Questa lotta, seppur ancora non sufficientemente dotata, per la sua sostanziale novità, del necessario apparato politico-teorico, riveste già una grande importanza anche in virtù del fatto che essa, condotta da un soggetto contro, come il soggetto comunista, già si dispone oggettivamente a contestare i dogmi, le leggi di colui che è stato, con ogni probabilità, il più grande studioso del sistema mediatico moderno: Herbert Marshall McLuhan.
McLuhan, che nel suo capolavoro del 1976, La galassia Gutenberg, già rimarcava il ruolo decisivo dei media nella storia umana e della nuova e straordinaria influenza della stampa a caratteri mobili sulla storia della cultura occidentale, giungerà, attraverso la sua riflessione successiva (e certo anche a partire dal suo saggio forse più noto, Gli strumenti del Comunicare, del 1964) a “ratificare” filosoficamente che i “media” vanno valutati non tanto a partire dai contenuti che lanciano, ma in base alle strutture sulle quali organizzano la comunicazione. Concezione dalla quale fu tratta la famosa sintesi di McLuhan: “il medium è il messaggio”. Che vuol dire che il contenuto non esiste, esiste solo il suo veicolo strutturale. Che questo è il suo messaggio.
Oggi, di fronte allo straripante messaggio distorcente e mistificante dei “media” del potere capitalistico, non possiamo certo non tener conto del valore della sintesi di McLuhan. Ma insieme a ciò non possiamo non tener conto di quanto essa sia stata e rimanga una fotografia, una pura descrizione fenomenologica del reale che si è andato costituendosi all’interno del potere mediatico capitalistico, potere che ha voluto subordinare il contenuto alla forma.
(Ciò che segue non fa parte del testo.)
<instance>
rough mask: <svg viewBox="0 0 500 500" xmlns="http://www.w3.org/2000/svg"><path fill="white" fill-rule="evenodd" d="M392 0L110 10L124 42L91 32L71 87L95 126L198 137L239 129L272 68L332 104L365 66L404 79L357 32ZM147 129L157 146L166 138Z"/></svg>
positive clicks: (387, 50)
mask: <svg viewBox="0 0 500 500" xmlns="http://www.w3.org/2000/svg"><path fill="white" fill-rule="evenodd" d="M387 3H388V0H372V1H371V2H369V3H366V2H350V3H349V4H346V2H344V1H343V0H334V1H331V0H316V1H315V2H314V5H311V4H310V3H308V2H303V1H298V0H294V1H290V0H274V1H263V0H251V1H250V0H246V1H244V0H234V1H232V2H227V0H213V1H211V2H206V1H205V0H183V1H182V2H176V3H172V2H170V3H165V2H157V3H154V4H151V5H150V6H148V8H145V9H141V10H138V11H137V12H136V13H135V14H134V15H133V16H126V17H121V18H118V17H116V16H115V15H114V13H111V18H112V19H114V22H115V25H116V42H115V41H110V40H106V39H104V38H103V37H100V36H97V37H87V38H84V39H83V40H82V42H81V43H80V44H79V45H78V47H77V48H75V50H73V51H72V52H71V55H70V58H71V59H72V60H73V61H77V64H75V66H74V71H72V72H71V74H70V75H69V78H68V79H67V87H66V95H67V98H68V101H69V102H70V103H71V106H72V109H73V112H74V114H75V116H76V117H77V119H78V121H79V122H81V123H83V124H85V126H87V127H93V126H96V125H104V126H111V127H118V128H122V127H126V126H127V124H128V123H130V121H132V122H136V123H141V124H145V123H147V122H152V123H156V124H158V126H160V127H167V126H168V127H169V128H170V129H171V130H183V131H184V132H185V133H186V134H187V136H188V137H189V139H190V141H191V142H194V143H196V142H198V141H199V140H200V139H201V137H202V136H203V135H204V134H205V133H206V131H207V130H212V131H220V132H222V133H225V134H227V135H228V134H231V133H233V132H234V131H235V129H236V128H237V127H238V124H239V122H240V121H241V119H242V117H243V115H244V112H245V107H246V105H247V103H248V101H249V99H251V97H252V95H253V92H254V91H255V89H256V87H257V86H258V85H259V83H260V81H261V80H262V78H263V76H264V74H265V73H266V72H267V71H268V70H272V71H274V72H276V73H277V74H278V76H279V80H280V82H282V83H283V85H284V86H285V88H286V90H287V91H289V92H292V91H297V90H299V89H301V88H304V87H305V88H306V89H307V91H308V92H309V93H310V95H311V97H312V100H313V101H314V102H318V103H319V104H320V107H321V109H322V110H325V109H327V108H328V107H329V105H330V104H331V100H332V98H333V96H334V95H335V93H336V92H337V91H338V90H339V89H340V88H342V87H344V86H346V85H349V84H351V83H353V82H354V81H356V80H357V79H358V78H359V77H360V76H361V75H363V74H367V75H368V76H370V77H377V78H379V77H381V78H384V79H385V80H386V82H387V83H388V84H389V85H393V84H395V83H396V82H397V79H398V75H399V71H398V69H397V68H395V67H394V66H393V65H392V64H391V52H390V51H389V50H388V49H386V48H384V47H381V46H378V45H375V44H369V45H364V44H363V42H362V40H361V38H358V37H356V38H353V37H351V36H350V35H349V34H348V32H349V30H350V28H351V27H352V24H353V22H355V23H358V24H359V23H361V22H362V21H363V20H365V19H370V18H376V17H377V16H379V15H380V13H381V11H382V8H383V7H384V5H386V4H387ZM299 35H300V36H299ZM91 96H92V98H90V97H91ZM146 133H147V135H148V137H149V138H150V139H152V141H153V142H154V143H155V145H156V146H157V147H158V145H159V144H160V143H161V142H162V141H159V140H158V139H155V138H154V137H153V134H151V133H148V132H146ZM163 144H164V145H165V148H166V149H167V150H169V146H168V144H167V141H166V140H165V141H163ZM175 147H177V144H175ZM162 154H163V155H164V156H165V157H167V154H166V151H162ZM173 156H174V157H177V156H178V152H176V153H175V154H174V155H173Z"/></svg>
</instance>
E che l’obiettivo rimane quello del ripristino di una gerarchia di valori che riconsegni al contenuto il primato che gli spetta, consapevoli, certo, del rapporto dialettico tra contenuto e forma.
Secondo McLuhan, il veicolo strutturale è il vero contenuto. Ma è proprio vero che fossero i calzini “burlington” di Bertinotti, le sue cravatte “Marinella” a farsi veicolo per la disseminazione di un pensiero anticomunista? Non è più serio e oggettivo dire, invece, che era proprio l’oltremodo debole pensiero “bertinottiano” della “multicentralità” che affossava, senza bisogno di altri veicoli strutturali, la centralità dello scontro capitale lavoro?
Era la severa ieraticità di Berlinguer il vettore strutturale attraverso il quale passava la linea di rottura del PCI col fronte comunista mondiale, o erano i contenuti reali e ampiamente argomentati delle sue posizioni antileniniste a portare il PCI fuori da quel fronte?
Sappiamo bene che la lotta che conducono oggi il PC e il suo segretario Marco Rizzo sul fronte mediatico non può concretamente avere la forza di sovvertire la gerarchia postulata da McLuhan (“è il medium il messaggio”), ma ciò che occorre riconoscere è che questa lotta va in quella direzione, seppur sperimentando con ancora poche forze. Ma è in questa sperimentazione che risiede il nocciolo della futura e vincente lotta d’avanguardia.